A Creative Ecology of Practice for Thinking Architecture
DOI:
https://doi.org/10.17454/ARDETH01.11Keywords:
architectural theory, speculative realism, object-oriented ontology, ecology of practice, feminismAbstract
This contribution offers an examination of the positions that have promoted a return to the ontology of objects and “realism” in philosophical thought (Meillasoux, Shaviro, Morton, Harman, Gannon), and their consequences for theories of architecture. Frichot criticizes some collateral effects of such a theoretical shift in the field of architectural theory: in the first place, the risk of wanting to go back to objects, buildings, material effects with excessive ease.

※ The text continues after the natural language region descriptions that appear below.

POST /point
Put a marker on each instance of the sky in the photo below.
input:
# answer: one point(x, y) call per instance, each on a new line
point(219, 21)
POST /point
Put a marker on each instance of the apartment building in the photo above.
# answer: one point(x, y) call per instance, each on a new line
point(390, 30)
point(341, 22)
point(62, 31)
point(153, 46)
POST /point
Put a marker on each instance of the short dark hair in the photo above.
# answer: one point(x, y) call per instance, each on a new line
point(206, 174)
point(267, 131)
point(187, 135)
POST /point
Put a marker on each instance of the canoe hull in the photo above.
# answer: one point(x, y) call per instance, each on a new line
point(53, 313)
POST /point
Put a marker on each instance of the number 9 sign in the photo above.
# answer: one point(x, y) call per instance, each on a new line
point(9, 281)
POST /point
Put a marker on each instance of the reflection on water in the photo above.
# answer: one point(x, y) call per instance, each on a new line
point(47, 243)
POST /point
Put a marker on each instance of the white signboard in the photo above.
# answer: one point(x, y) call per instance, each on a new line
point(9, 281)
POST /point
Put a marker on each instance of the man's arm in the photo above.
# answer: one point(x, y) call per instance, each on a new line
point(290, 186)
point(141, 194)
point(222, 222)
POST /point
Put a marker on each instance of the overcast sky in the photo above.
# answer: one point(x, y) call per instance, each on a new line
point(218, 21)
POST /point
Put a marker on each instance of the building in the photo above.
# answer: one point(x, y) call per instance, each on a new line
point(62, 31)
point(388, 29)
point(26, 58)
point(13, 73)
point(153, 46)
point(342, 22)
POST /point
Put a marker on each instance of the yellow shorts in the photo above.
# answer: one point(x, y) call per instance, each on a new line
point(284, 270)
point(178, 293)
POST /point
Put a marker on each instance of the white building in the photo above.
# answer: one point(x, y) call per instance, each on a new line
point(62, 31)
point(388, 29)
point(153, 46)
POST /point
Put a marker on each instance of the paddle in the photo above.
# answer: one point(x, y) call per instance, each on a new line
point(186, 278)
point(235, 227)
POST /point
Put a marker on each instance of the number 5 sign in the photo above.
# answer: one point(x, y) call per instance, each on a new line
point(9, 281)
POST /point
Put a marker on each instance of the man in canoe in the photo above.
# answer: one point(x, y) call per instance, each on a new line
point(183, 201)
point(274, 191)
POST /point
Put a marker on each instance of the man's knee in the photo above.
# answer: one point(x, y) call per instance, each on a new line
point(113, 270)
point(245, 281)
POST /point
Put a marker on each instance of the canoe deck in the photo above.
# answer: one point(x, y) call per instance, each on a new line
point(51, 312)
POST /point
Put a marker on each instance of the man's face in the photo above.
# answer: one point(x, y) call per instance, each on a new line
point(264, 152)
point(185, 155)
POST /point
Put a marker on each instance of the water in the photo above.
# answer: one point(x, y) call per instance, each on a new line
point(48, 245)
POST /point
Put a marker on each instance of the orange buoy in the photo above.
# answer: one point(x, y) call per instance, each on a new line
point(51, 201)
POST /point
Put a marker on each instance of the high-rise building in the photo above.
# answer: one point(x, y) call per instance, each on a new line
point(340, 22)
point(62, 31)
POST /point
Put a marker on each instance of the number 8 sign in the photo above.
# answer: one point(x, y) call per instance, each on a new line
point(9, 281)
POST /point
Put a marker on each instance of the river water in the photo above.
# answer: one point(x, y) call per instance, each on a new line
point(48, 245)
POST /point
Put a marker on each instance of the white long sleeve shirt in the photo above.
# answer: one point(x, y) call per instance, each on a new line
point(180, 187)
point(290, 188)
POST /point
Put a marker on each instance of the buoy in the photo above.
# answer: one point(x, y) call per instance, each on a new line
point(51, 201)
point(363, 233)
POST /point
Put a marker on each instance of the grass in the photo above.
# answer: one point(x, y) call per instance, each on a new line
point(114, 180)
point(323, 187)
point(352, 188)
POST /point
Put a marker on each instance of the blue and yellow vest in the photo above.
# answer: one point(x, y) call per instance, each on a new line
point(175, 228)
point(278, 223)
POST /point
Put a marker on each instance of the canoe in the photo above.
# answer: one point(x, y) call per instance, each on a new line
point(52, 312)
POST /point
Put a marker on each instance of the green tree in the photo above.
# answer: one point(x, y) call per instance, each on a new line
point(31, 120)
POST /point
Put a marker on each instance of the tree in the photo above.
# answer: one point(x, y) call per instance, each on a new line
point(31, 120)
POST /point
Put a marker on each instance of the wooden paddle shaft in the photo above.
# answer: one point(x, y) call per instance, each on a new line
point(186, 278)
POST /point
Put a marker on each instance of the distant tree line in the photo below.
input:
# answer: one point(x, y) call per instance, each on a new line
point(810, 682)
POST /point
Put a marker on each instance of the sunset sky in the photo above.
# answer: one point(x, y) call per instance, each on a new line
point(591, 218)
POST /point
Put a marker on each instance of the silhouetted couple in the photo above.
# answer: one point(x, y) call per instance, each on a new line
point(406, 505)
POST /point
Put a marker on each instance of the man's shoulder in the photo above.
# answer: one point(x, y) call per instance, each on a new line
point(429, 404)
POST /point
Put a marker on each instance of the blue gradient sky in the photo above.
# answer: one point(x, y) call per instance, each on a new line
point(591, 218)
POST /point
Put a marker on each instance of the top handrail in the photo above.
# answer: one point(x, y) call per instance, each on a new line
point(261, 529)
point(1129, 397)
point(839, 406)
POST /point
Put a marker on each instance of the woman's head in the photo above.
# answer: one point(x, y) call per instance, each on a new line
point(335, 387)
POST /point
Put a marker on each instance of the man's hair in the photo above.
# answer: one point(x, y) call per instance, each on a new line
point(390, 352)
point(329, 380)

As an alternative, and even an antidote, she proposes to reconsider the notion of “ecology of practice” offered by Isabelle Stengers, meant as a continuous “process of learning” and an “act of creative resistance”. This alternative would be fundamentally critical (of the context of action, particularly for architects) and opposed to the “flat ontology” of “speculative realists”. Ecology, for Stengers, is quite simply a question of habitat, the context in which you undertake your labour, and the habits that circumscribe your methodologies. In operating within your “habitat” your practice must feel out its borders, recognises its limits, and also push against them, in order to re-establish them again and again.